In recent years, R has become more and more popular, and there are an increasing number of packages for R that make cleaning, analyzing, and presenting data on the web easy for everybody. The Shiny package in particular makes it incredibly easy to deliver interactive data summaries and queries to end users through any modern web browser. You're reading this book because you want to use these powerful and flexible tools for your own content.

This book will show you how, right from when you just start with R, you can build your own interfaces with Shiny and integrate them with your own websites. In this chapter, we're going to cover the following topics:

  • Downloading and installing R
  • Choosing a code-editing environment/IDE
  • Looking at the power of R
  • Learning about how RStudio and contributed packages can make writing code, managing projects, and working with data easier
  • Installing Shiny and running the examples
  • How to use some of Shiny's awesome applications, and some of the elements of the Shiny application that we will build over the course of this book

R is a big subject, and this is a whistle-stop tour, so if you get a little lost along the way, don't worry. This chapter is really all about showing you what's out there, and will both encourage you to delve deeper into the bits that interest you and show you places you can go for help if you want to learn more on a particular subject.

 

Installing R

R is available for Windows, Mac OS X, and Linux at cran.r-project.org. The source code is also available at the same address. It is also included in many Linux package management systems; Linux users are advised to check before downloading from the web. Details on installing from source or binary for Windows, Mac OS X, and Linux are all available at cran.r-project.org/doc/manuals/R-admin.html.

 

The R console

Windows and Mac OS X users can run the R application to launch the R console. Linux and Mac OS X users can also run the R console straight from the Terminal by typing R.

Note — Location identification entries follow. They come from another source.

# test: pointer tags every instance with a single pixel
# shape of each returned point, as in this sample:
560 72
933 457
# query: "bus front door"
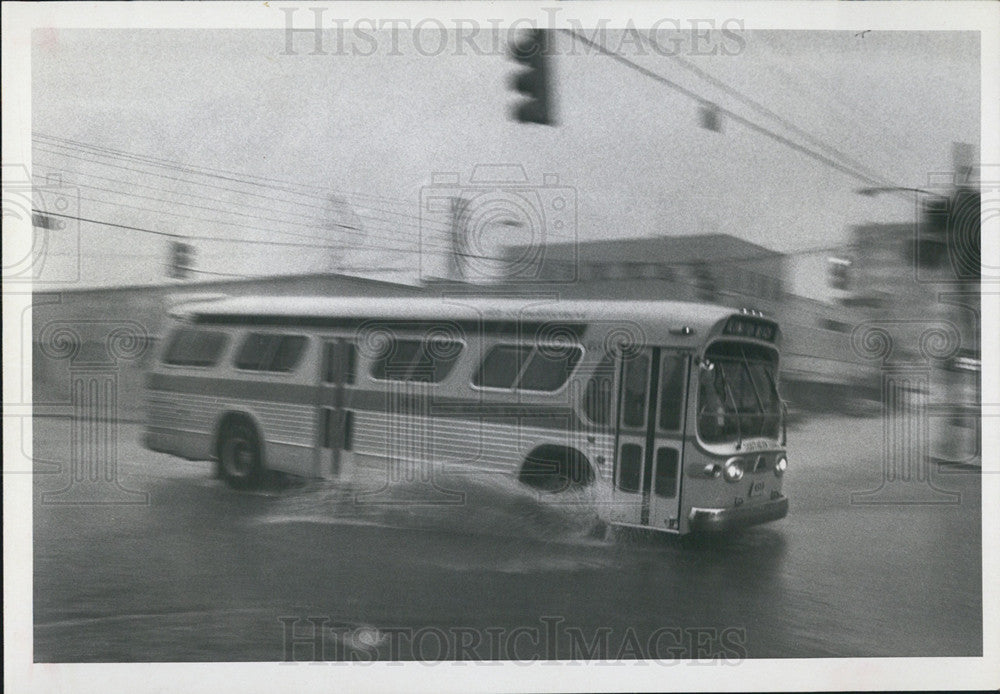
651 408
334 432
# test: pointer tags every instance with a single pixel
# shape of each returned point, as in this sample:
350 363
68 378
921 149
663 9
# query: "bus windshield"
738 394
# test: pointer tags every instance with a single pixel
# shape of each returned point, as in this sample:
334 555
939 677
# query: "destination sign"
751 327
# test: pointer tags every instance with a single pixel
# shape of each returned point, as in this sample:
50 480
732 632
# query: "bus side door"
651 404
335 420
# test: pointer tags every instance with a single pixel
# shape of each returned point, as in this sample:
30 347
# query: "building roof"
677 250
315 310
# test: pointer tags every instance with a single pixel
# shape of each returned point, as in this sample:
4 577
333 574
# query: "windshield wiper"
736 409
756 393
784 406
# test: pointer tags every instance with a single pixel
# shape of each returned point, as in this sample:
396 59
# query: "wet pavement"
298 571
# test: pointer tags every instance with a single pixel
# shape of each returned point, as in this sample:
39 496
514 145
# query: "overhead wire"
756 127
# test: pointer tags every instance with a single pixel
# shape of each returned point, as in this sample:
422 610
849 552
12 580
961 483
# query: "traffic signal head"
839 273
181 259
531 50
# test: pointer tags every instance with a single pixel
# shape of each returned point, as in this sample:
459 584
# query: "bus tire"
240 461
555 469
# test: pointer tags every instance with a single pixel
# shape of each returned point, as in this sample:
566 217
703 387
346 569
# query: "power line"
823 159
238 177
253 242
762 109
419 220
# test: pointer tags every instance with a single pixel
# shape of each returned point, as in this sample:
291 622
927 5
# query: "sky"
345 150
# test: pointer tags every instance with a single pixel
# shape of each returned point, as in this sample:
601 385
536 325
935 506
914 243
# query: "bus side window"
597 396
672 391
501 366
347 352
270 352
549 367
636 380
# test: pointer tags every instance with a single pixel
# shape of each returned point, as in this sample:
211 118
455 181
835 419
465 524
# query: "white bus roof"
671 314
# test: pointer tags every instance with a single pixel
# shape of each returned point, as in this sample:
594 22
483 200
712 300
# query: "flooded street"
203 573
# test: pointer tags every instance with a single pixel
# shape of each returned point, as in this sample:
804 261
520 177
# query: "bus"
667 414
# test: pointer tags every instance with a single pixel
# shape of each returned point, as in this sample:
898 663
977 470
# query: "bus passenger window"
270 352
332 371
636 379
666 473
256 351
286 357
549 367
630 467
672 392
501 366
394 362
421 361
597 396
195 348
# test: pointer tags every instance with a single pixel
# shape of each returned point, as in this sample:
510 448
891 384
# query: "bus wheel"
239 456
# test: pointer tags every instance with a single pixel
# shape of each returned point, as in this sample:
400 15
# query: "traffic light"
181 259
839 273
949 234
532 51
931 246
711 118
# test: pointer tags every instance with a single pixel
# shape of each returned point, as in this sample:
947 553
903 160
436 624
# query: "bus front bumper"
723 519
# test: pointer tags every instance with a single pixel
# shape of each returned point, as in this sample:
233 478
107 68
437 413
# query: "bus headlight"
733 471
781 466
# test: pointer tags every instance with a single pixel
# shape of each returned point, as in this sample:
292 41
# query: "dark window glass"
270 352
549 367
394 363
436 360
630 467
256 351
287 355
636 384
597 396
672 391
666 473
339 362
427 361
195 348
501 366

In either case, the R console itself will look something like the following screenshot:

R will respond to your commands right from the Terminal. Let's have a go. Run the following command in the R console:

> 2 + 2
[1] 4

The [1] phrase tells you that R returned one result, in this case, 4. The following command shows you how to print Hello world:

> print("Hello world!")
[1] "Hello world!"

The following command shows the multiples of pi:

> 1:10 * pi
[1]  3.141593  6.283185  9.424778 12.566371 15.707963 18.849556
[7] 21.991149 25.132741 28.274334 31.415927

This example illustrates vector-based programming in R. The 1:10 phrase generates the numbers 1:10 as a vector, and each is then multiplied by pi, which returns another vector, the elements each being pi times larger than the original. Operating on vectors is an important part of writing simple and efficient R code. As you can see, R again indexes the values it returns at the console, with the seventh value being 21.99.

One of the big strengths of using R is the graphics capability, which is excellent, even in a vanilla installation of R (these graphics are referred to as the base graphics because they ship with R). When adding packages such as ggplot2 and some of the JavaScript-based packages, R becomes a graphical tour de force, whether producing statistical, mathematical, or topographical figures, or indeed any other type of graphical output. To get a flavor of the power of the base graphics, simply type the following in the Console and see the types of plots that can be made using R:

> demo(graphics)

You can also type the following command:

> demo(persp)

There will be more on ggplot2 and base graphics later in the chapter.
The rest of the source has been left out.